Critique : Mort ou Vif (1995)

Mort ou vif est un western est un film américano-japonais réalisé par Sam Raimi.

Dans la ville de Redemption, tous les ans a lieu un concours qui récompense le meilleur tireur par une énorme somme d’argent. Jusqu’à présent, le tyrannique maître de la ville, Herod, a toujours gagné. Cette fois Ellen, une ravissante jeune étrangère, participe au concours et est bien décidée à le battre pour une raison très particulière.


Suite au succès mondial de Basic Instinct (1992), TriStar Pictures sollicite Sharon Stone pour coproduire un western où elle serait l’héroïne. L’actrice américaine peut également choisir ses partenaires à l’écran et le réalisateur. Leonardo DiCaprio et Russell Crowe sont engagés sous l’insistance de Sharon Stone.

Pour la réalisation, l’actrice appelle directement Sam Raimi et lui demande d’être aux commandes du western. Le réalisateur surpris et enjoué par le projet, accepte immédiatement.


Direction Redemption !

En ouverture, Sam Raimi instaure l’atmosphère aride et hostile du Far West et hisse Sharon Stone au premier plan. On entre avec elle dans la petite ville de Redemption où les plus redoutables assassins se réunissent pour s’affronter en duel.

Sam Raimi insuffle un côté comics au western avec un cadrage qui se veut iconique et un montage dynamique. Encore une fois, ça n’a jamais été un hasard si le réalisateur a signé la trilogie Spider-Man.

Le premier quart d’heure agit comme un compte à rebours, le réalisateur dose les tensions entre les différents protagonistes pour ensuite leurs donner une finalité avec les duels.

Un casting à six coups

La distribution participe grandement à la réussite de ce film. Sam Raimi a tout de même devant sa caméra des acteurs de renoms et des stars en pleine éclosion. Tout d’abord, Sharon Stone campe efficacement cette mystérieuse femme venant de nul part et qui cherche à tous prix à se confronter à Herod (Gene Hackman). L’actrice américaine se montre en forme et devient l’une des rares héroïnes d’un western.

Face à elle, Gene Hackman interprète une nouvelle fois le tyran d’une petite ville, comme c’était le cas chez Clint Eastwood dans Impitoyable. L’acteur fait parler son talent et son charisme naturel, il n’en fallait pas plus pour faire un redoutable antagoniste. Leonardo DiCaprio et Russell Crowe se montrent tout aussi convaincants et attachants.

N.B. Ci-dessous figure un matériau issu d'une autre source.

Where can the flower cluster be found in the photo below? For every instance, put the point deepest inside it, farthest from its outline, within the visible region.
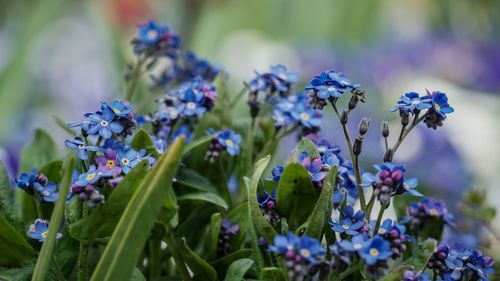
(37, 185)
(154, 39)
(107, 163)
(390, 181)
(293, 111)
(300, 253)
(419, 213)
(227, 140)
(328, 85)
(39, 230)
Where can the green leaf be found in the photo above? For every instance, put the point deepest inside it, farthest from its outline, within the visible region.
(273, 274)
(204, 196)
(45, 256)
(296, 196)
(322, 211)
(195, 180)
(15, 249)
(142, 140)
(197, 142)
(238, 269)
(8, 204)
(422, 254)
(103, 220)
(304, 145)
(53, 171)
(127, 242)
(213, 234)
(260, 222)
(201, 269)
(34, 155)
(223, 263)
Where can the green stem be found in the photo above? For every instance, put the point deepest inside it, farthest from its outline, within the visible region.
(136, 74)
(60, 276)
(154, 258)
(354, 158)
(179, 261)
(379, 218)
(84, 251)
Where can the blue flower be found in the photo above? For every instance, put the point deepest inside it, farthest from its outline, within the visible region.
(440, 103)
(412, 103)
(119, 108)
(278, 79)
(101, 123)
(350, 223)
(129, 158)
(192, 103)
(91, 176)
(40, 229)
(47, 191)
(302, 248)
(81, 147)
(230, 140)
(374, 250)
(329, 84)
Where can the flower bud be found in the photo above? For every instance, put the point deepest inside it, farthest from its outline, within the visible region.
(385, 129)
(344, 117)
(363, 126)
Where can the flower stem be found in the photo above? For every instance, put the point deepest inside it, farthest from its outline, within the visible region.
(354, 158)
(379, 218)
(84, 251)
(179, 261)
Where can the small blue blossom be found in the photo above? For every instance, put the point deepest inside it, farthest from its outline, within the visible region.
(374, 250)
(81, 147)
(350, 223)
(101, 123)
(40, 230)
(412, 102)
(47, 191)
(119, 108)
(91, 176)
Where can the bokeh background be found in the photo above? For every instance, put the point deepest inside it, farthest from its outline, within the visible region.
(61, 58)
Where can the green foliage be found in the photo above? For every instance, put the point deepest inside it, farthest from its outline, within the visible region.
(131, 232)
(296, 195)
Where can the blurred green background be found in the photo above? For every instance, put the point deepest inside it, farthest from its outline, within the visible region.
(61, 58)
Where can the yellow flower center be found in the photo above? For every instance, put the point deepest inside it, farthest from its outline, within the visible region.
(374, 252)
(304, 116)
(305, 252)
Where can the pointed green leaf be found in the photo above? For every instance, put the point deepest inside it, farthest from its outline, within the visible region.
(204, 196)
(322, 211)
(260, 222)
(201, 269)
(103, 220)
(45, 256)
(127, 242)
(296, 196)
(238, 269)
(142, 140)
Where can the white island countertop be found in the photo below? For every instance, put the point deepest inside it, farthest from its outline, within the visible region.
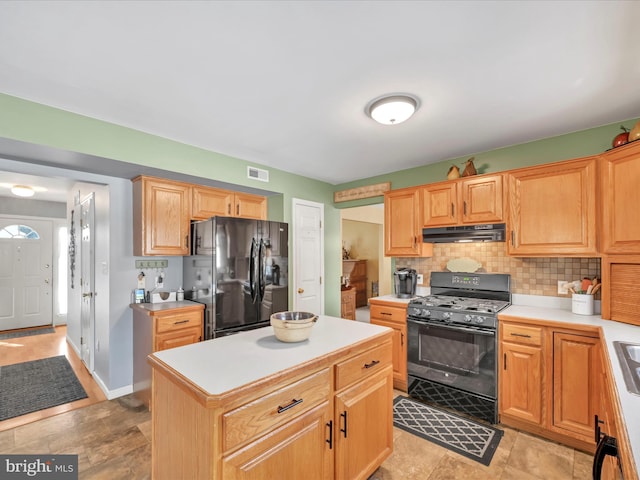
(224, 364)
(612, 331)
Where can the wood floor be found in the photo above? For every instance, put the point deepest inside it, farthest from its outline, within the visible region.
(113, 441)
(35, 347)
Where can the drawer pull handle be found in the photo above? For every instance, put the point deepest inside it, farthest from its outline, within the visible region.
(293, 403)
(372, 364)
(344, 430)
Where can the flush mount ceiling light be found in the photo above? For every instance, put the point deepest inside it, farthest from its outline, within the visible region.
(392, 109)
(22, 191)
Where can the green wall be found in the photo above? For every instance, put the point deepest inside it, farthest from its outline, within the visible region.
(42, 125)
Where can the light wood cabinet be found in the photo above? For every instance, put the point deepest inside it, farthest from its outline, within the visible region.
(552, 210)
(311, 421)
(348, 303)
(160, 217)
(469, 200)
(619, 174)
(356, 270)
(158, 327)
(402, 226)
(549, 381)
(210, 202)
(394, 316)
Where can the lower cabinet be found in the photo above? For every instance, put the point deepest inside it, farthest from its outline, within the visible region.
(549, 381)
(394, 315)
(329, 419)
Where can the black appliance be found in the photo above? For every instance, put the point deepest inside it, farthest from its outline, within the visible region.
(494, 232)
(233, 262)
(405, 282)
(452, 342)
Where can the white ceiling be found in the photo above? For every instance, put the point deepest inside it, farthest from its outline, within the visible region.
(284, 84)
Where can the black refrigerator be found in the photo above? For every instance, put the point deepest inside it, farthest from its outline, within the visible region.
(238, 268)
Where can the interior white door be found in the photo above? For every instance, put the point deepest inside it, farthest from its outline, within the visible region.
(308, 265)
(26, 258)
(87, 280)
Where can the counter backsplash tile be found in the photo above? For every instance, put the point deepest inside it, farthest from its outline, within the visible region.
(533, 276)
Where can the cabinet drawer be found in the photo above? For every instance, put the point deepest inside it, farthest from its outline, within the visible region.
(362, 365)
(524, 334)
(393, 314)
(255, 418)
(167, 323)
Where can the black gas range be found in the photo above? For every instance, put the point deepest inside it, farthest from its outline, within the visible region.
(452, 341)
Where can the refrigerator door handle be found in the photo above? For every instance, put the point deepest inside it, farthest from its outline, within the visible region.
(252, 271)
(261, 272)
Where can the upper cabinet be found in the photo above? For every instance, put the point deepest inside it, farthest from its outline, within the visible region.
(208, 202)
(552, 210)
(163, 210)
(619, 173)
(402, 228)
(160, 217)
(470, 200)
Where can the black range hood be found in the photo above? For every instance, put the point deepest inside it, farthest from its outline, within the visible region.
(494, 232)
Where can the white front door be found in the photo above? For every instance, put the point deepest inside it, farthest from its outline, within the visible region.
(308, 246)
(26, 257)
(87, 281)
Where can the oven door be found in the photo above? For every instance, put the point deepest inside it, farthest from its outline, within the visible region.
(459, 356)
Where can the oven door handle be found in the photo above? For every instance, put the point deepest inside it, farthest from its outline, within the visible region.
(461, 328)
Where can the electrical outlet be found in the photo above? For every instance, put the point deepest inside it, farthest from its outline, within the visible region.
(563, 287)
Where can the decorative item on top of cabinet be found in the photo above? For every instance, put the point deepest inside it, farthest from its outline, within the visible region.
(160, 217)
(356, 270)
(209, 202)
(552, 210)
(402, 228)
(619, 174)
(470, 200)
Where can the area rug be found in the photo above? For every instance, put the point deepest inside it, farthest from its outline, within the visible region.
(458, 434)
(26, 333)
(31, 386)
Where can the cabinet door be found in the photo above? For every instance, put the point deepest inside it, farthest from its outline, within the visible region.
(363, 427)
(399, 351)
(161, 217)
(482, 199)
(553, 210)
(520, 386)
(178, 338)
(402, 234)
(211, 202)
(621, 196)
(300, 449)
(250, 206)
(576, 390)
(439, 204)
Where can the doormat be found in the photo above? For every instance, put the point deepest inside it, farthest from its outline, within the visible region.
(31, 386)
(458, 434)
(26, 333)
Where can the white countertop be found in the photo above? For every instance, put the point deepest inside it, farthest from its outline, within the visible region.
(612, 331)
(223, 364)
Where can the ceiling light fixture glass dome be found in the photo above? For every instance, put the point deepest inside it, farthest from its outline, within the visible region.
(392, 109)
(22, 191)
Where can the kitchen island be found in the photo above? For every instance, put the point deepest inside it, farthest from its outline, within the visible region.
(248, 406)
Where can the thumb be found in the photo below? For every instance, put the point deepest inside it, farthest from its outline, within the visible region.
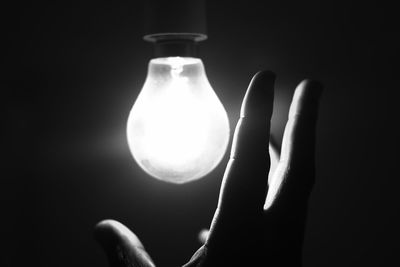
(122, 247)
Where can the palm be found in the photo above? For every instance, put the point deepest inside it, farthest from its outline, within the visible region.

Du côté des seconds couteaux, on retient Lance Henricksen (Aliens), Keith David (The Thing) et Roberts Blossom (Maman j’ai raté l’avion). En bref, nous avons un casting qui de la gueule et qui livre un excellent travail.

Et au final, ça donne quoi Mort ou vif ?

Sam Raimi s’approprie le genre pour lui donner une nouvelle facette. Certains parlent de série B, nous dirons plutôt western vitaminé. Mort ou Vif reflète clairement la griffe du cinéaste américain, principalement dans sa mise en scène mais aussi sur quelques lignes du scénario. On sent à la fois l’envie de rendre hommage au genre et de lui offrir une nouvelle formule. Le résultat est plus que satisfaisant.

La réussite du film est principalement liée a deux choses : Sam Raimi et le casting. Le scénario est basique, mais il prend du relief grâce au réalisateur et aux acteurs. La scénographie rappelle évidemment Evid Dead et Darkman. Des focales en diagonales, des zooms, quelques effets spéciaux, un montage fluide… Bref, du Sam Raimi tout craché. En plus de ça, la photographie de Dante Spinotti nous offre des images somptueuses en donnant à la lumière un effet pesant et fiévreux.

Le script reprend les grandes ficelles du genre avec la rivalité, la vengeance ou encore le pouvoir. Les personnages ont chacun une caractéristique et une motivation bien précises, pour mieux les identifier et accroitre la rivalité dans le tournois. Sam Raimi donne au scénario une dimension plus moderne, puisqu’il emprunte des codes du comics pour les mêler à ceux de Sergio Leone, John Wayne ou encore Sergio Corbucci. Un savoureux mélange qui donne du coffre à l’histoire et aux personnages.

La musique du film est signée Alan Silvestri (Retour vers le futur, Avengers) entretient un souffle épique et mélancolique. Le thème principal reste en mémoire, et on peut même ajouter qu’il s’agit d’un des meilleurs thèmes pour un western depuis des lustres.

En résumé, Mort ou Vif est un western décontracté qui s’autorise tout, sans atteindre l’overdose. Sam Raimi se montre toujours aussi ingénieux et généreux.